Problem
When establishing a connection to an Oracle database through an external Hive metastore, you receive an error message, “exceeded simultaneous SESSIONS_PER_USER limit”
.
You may notice a high number of Databricks compute resources establishing sessions to the external Hive metastore, persisting connections even when the cluster scales down to a minimal configuration, and/or connections remaining active until a cluster is terminated.
Cause
You have more simultaneous sessions per user than the Oracle database allows.
Solution
Increase the SESSIONS_PER_USER
limit on your Oracle database. Oracle recommends the same action. To increase the session limit per user, execute the below query.

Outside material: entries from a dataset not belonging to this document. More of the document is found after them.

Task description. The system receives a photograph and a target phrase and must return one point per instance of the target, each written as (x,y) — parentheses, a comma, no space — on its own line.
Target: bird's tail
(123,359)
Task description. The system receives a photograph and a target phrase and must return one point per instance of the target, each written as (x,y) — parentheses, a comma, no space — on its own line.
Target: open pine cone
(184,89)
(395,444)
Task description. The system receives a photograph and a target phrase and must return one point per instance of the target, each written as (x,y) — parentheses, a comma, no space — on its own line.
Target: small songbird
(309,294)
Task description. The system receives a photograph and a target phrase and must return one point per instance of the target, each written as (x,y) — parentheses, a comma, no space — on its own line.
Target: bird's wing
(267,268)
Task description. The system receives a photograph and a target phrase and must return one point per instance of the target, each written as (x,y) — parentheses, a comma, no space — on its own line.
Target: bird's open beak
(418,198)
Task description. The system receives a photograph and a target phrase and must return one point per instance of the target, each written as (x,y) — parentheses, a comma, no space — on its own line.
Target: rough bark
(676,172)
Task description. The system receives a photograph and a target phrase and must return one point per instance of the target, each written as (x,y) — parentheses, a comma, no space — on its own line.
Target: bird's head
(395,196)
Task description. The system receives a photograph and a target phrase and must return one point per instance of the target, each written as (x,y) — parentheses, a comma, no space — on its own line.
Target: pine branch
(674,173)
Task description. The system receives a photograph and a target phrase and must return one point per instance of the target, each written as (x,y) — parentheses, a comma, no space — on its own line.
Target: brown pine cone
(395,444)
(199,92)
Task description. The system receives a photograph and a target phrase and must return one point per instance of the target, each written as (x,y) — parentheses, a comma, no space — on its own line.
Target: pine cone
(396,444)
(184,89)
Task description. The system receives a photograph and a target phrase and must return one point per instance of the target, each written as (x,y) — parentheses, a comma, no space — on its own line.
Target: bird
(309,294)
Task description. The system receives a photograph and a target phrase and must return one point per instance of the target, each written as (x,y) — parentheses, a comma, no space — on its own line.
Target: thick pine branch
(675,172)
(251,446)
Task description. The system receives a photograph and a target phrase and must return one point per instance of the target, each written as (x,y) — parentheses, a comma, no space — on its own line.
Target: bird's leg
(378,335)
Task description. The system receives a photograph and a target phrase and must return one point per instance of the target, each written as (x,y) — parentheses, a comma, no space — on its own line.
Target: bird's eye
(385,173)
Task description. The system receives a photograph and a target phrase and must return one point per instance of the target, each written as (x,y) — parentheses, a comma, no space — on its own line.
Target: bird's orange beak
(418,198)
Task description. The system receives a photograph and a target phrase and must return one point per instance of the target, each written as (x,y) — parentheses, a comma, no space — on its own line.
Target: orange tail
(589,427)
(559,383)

ALTER PROFILE your_profile_name LIMIT SESSIONS_PER_USER new_limit;
If increasing the session limit on your Oracle database directly is not possible, use an Apache Spark cluster configuration to set your pool size.
spark.databricks.hive.metastore.client.pool.size {max_numer_sessions}.
Important
Limiting the connection pool size may impact performance, especially in multithreaded situations.
Note
When possible, Databricks recommends using Unity Catalog as the primary metadata store for your workloads. This can help reduce the dependency on the external Hive metastore and minimize the number of connections required. For more information, review the What is Unity Catalog? (AWS | Azure | GCP ) documentation.
Additional preventative measures
- If you are using Databricks Runtime versions below 10.4 LTS, and have the Spark setting
Spark.databricks.hive.metastore.client.pool.type
you are likely using BoneCP. Consider using HikariCP for connection pooling instead. To set up HikariCP, use the Spark settingspark.databricks.hive.metastore.client.pool.type HikariCP
. HikariCP is the default option as of Databricks Runtime 10.4 LTS. For more information, review the Databricks Runtime 10.4 LTS (AWS | Azure | GCP) documentation. - Regularly monitor the number of connections to the external Hive metastore and terminate idle connections. This can help reduce resource contention and improve the overall performance of the system.
- Implement a cluster management strategy that terminates clusters when they are no longer in use. This can help reduce the number of active connections to the external Hive metastore and free up resources for other workloads.